Far riscoprire la luce come vettore per il dialogo interiore, è un primo passo importante per l’unificazione della polarità (poiché l’equilibrio consequenziale genererebbe quella stasi necessaria a superare il movimento dinamico producendo una vibrazione – pulsazione che proietta in un ordine superiore), ma non ancora essenziale. Perché fin tanto che non avverrà una piena presa di coscienza d’essere già emanatori di luce, non ci sarà il cambiamento capace di produrre una sintesi diversa, più sottile e profonda, in grado di dare immediatezza al pensiero (senza attraversare lo spazio tempo perché a questo punto riposto in una condizione, frequenza vibrazionale, di non interferenza perché senza consistenza).

Veicolo di luce, il corpo diventa uno strumento efficiente per consapevolmente svolgere compiti e missioni senza perdere il contatto col suo essere emanatore; come se fosse sempre presente in ogni corpo che proietta o emana.

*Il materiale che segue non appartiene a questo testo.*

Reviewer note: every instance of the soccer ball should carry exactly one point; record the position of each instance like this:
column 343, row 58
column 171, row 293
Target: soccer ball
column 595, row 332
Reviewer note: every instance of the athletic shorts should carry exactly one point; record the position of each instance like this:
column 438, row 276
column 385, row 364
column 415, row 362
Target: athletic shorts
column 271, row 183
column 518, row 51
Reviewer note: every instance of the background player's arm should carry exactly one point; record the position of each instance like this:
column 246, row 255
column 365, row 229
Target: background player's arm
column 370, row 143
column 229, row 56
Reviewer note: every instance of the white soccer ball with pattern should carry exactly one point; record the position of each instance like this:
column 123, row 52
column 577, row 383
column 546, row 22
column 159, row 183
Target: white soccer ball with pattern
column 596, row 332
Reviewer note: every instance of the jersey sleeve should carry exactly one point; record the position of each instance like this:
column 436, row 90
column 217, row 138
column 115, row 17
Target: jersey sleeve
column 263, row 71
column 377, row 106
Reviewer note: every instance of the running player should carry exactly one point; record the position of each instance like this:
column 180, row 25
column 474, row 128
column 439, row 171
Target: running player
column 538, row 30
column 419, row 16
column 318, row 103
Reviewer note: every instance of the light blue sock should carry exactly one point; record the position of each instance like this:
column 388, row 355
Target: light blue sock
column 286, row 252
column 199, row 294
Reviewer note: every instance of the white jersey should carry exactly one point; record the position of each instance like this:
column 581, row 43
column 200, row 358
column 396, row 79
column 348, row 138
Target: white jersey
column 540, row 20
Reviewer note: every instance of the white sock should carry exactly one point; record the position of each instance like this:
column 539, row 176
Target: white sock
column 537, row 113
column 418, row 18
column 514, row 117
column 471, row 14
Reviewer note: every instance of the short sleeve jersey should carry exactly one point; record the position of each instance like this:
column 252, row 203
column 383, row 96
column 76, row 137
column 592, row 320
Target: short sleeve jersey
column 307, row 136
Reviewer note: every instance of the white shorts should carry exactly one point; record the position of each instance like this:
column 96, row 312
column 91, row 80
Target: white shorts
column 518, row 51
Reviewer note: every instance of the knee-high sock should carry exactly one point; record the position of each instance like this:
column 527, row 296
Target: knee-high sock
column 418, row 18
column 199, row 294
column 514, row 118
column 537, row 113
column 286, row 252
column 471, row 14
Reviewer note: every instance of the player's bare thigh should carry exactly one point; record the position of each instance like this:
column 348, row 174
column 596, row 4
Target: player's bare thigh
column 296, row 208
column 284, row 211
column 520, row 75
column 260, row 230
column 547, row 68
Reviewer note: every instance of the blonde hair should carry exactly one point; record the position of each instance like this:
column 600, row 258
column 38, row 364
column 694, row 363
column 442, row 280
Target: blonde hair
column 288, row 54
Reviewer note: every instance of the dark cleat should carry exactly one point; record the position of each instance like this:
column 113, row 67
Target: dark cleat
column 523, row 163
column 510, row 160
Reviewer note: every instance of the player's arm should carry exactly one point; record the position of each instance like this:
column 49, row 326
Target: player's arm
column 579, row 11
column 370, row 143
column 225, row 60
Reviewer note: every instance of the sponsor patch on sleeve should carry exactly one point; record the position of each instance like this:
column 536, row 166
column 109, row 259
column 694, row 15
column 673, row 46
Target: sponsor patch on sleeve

Periferia e centralità sono un tutt’uno perché ogni parte ha stesse capacità; capacità di eseguire esattamente ciò che il centro stesso farebbe qualora dovesse agire in “prima persona”. Come se tutto il piano fosse (perché così è) presente e compartecipe di ciò che fa il singolo che però svolge un compito avendo la coscienza della totalità. E quindi avendo la immediatezza del tutto compiuto già da subito che non può subire interferenze nel corso della esecuzione; anche se la stessa, proiettata nello spazio tempo, si veste subitaneamente degli elementi che lo compongono (lo spazio tempo) e, diventata sintesi, svolge il ruolo nel luogo e nel tempo in cui la manifestazione si concretizza. Andandosi ad intrecciare (collimando) esattamente dove la materia (energia pesante) sta cercando il bandolo della matassa (la sua fonte luce), per evolvere acquisendo tale stessa capacità.